Troppe volte mangiamo male. Tu sei quello che mangi. Lo dicono in tanti, ci sono studi incredibili che lo confermano (The China Study). Eppure continui a prediligere cibi industriali, saporiti, compresi di formaggi grassi, carni rosse, paste con salse e condimenti pesanti. Clap clap. Il tuo fegato, intestino e stomaco ti applaudono. Sì, per le settimane a seguire. Quando ti faranno capricci a tutt’andare. Verdure, frutta, cereali. Basta poco. All’inizio è dura, ma abituare il nostro palato a nuovi sapori, si può. Basta volerlo.
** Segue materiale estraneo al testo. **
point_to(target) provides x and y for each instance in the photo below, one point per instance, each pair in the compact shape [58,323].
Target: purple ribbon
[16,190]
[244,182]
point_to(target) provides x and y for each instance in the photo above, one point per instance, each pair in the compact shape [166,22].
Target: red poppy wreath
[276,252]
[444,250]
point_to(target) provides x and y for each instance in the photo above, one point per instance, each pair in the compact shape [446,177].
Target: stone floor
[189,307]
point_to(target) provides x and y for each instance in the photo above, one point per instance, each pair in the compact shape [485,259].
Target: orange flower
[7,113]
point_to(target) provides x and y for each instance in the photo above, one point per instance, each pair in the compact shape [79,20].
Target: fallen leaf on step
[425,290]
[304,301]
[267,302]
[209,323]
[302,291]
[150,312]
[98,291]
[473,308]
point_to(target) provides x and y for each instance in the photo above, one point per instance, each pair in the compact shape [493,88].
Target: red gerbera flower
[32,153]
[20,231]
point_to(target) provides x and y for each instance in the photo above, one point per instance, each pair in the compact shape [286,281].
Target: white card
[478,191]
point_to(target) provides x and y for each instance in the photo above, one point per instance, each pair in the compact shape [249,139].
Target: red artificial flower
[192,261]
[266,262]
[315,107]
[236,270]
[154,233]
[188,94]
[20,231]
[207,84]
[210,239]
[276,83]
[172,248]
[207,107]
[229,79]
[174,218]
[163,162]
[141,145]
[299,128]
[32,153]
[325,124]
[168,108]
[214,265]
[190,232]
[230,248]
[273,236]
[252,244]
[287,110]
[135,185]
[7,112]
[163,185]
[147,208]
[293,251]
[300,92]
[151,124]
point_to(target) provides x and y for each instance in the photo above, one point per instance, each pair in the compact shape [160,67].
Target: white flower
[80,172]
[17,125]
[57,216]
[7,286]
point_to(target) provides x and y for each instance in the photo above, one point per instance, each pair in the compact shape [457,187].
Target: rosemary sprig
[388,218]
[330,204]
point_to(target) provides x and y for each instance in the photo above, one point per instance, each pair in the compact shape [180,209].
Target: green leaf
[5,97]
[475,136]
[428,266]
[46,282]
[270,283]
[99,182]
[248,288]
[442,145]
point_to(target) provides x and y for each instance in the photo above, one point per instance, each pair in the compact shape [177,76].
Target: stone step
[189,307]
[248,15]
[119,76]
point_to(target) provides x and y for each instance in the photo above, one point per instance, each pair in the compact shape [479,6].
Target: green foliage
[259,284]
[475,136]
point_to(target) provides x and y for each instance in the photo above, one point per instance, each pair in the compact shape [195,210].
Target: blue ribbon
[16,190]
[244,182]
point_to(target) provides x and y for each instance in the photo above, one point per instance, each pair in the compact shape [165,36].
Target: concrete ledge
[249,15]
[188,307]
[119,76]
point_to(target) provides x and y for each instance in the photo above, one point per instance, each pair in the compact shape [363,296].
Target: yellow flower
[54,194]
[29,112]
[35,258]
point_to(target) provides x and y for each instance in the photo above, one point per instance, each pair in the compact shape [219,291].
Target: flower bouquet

Troppe volte ci riempiamo di farmaci. Ci fa male la testa. Ecco l’OKI. Ho il reflusso gastrico. Ecco un altro farmaco. Ci sono persone che vanno in giro con la farmacia in borsa. Ci sono persone che, quando muoiono, non si decompongono. Ecco gli effetti di tutti I farmaci (farmaco, tra l’altro, dal Greco significa “veleno” … fate vobis).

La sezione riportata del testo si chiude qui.